Reframe – with a little listening, and soft intervention, we can get them down from being stuck to the stress ceiling and sat back down, operating at a functional and optimal stress level, where they are motivated to function well, and contribute maximally. When the times get tough, help the tough to get going.

8. Damage – if someone has been working with you for years it is unlikely that number 8. is relevant i.e., their anger is coming from some past deep trauma. But you never know. Is there an element of this project that has taken them back to some horrific past event – their own Vietnam, and they are now feeling trapped again in this nightmare memory, and are displaying their pain in the form of anger?

Reframe – take a time out and see if they’re prepared to talk about it. Since you are not a trained trauma therapist, direct them towards a qualified, and experienced professional who can help them process and dissociate from their life changing event. Night is a dark time for everybody.

9. Powerlessness – a cornered animal is a dangerous thing. If they feel they have nothing to lose, then watch out.

Reframe – in this circumstance it is good to keep your nerve and remember, “we are never totally without power.” Find a way for them to claim the power that they have, and to deploy it constructively. They can look into their untapped reserves of personal, professional, and social power. They just need to remind themselves of this, and swap over from being emotionally triggered to becoming tactically engaged. They’ve got the power.

Conclusion

When we conquer our cultural aversion to engaging with people displaying excesses of emotion, anger, and power, and we empathically move from our overreaction to the symptoms they are displaying, we can focus on uncovering causes, and thus re-engage the resources, value, and ingenuity of Mr or Mrs angry. This, stop, re-calibrate and re-start, method can avoid relationship damage, and get the joint project work back on track, to produce an outcome representing super performance and collective achievement. A result that is good for all parties.
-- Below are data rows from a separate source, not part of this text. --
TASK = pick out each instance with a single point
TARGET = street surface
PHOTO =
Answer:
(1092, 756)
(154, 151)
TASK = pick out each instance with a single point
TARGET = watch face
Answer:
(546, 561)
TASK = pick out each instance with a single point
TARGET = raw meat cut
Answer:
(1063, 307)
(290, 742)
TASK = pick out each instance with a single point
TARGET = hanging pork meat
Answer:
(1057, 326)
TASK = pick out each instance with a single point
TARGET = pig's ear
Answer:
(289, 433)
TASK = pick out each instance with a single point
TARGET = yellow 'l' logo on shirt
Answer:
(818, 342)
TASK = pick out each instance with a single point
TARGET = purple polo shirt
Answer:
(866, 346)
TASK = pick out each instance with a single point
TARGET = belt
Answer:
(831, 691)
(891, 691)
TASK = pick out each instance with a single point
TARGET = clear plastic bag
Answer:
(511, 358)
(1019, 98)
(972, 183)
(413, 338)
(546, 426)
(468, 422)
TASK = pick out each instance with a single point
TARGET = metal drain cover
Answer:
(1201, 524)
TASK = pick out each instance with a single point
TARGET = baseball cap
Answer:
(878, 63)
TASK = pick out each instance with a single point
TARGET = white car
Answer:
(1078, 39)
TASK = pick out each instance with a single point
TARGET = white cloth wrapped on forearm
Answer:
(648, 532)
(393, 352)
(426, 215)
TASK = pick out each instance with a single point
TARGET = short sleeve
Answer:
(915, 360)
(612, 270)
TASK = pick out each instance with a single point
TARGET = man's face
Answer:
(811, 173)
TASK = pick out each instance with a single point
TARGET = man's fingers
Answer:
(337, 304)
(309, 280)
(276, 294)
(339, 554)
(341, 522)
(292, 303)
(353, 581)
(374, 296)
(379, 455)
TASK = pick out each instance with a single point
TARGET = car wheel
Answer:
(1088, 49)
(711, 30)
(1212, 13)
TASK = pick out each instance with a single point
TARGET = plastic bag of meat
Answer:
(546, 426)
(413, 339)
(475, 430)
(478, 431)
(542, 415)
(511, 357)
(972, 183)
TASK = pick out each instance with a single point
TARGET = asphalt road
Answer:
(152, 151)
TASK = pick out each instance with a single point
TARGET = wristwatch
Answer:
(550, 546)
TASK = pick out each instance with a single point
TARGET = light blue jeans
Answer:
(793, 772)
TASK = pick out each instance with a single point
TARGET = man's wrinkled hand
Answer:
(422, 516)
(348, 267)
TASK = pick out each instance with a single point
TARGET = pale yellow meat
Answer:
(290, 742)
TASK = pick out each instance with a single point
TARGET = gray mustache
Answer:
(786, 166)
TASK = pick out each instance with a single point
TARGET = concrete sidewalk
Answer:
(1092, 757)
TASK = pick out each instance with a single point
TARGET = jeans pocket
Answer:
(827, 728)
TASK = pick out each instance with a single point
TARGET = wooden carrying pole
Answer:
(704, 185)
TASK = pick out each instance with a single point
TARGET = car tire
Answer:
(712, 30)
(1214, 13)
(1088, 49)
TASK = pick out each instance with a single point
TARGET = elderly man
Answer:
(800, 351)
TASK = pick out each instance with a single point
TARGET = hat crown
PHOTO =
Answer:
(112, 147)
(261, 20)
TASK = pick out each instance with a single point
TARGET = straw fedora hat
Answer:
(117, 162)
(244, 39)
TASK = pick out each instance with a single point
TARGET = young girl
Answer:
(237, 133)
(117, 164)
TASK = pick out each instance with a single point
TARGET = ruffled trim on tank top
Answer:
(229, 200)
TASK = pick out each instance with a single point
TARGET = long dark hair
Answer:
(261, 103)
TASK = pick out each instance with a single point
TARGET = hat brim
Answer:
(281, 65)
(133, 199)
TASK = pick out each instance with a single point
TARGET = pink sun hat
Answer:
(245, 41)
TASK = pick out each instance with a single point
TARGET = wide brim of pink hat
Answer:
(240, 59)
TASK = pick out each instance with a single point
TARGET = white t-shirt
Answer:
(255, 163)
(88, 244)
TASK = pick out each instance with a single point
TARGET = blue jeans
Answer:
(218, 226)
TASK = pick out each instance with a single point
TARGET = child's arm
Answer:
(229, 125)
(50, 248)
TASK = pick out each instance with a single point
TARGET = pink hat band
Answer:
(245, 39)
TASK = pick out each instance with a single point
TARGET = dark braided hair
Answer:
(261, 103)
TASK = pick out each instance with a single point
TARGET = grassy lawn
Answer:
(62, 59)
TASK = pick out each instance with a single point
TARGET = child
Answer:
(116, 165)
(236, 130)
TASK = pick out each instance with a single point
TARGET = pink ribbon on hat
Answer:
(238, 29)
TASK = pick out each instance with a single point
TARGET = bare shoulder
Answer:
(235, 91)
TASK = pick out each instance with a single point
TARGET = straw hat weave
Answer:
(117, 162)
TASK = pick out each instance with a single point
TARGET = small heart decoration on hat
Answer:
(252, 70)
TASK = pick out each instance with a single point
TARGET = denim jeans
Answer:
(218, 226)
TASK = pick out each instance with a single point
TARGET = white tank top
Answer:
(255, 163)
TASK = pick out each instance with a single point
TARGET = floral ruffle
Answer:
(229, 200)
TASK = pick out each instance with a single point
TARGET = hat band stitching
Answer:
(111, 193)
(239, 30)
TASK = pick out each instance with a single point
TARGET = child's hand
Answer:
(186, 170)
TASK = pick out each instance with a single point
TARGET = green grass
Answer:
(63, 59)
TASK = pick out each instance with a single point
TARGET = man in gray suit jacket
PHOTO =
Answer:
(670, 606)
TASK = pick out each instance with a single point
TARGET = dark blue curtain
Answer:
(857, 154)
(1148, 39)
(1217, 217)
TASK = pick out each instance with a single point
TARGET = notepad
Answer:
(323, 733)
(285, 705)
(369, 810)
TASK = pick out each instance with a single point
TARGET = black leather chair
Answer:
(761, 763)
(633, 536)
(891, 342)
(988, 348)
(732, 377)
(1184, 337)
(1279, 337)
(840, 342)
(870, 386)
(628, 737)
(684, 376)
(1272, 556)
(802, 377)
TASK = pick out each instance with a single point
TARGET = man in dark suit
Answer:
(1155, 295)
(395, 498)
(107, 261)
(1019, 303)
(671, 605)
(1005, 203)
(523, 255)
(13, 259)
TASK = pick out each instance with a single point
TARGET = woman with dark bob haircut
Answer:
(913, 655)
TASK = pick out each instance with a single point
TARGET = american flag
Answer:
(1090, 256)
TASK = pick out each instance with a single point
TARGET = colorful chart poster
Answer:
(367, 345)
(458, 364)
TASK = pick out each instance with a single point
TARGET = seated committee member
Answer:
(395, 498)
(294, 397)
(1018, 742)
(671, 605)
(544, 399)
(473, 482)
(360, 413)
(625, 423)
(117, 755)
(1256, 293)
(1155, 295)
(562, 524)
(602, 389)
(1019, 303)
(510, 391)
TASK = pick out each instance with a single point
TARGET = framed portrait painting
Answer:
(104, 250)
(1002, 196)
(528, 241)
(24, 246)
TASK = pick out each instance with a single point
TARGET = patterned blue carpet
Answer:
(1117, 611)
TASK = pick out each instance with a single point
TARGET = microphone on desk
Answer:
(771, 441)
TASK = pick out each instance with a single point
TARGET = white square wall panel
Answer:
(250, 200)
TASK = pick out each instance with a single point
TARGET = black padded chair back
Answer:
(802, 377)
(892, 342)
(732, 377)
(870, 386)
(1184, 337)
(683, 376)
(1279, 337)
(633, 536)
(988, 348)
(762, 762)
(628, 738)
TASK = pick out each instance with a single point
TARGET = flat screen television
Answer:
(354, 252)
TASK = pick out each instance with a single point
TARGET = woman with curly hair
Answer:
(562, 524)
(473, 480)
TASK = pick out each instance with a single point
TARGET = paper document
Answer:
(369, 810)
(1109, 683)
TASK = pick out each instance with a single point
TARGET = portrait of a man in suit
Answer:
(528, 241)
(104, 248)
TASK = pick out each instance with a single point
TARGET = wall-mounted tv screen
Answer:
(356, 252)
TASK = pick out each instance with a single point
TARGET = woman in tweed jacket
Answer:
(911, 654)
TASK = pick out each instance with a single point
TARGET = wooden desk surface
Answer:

It starts with us, interrupting our animal brains and reactions. It continues with courageous engagement, in the face of anger. It results in de-escalation of the drama, engagement, stimulating exchange, with all parties regaining full access to their genius and experience. It ends with fantastic creativity, problem solving, and leading to memorable and award-winning project outcomes.

We hope you have enjoyed these 9 perceptual shift suggestions, and will walk into your next hot zone, confident, and armed with tools that will extract the nuggets of executive value from the hot volcanic lava of anger.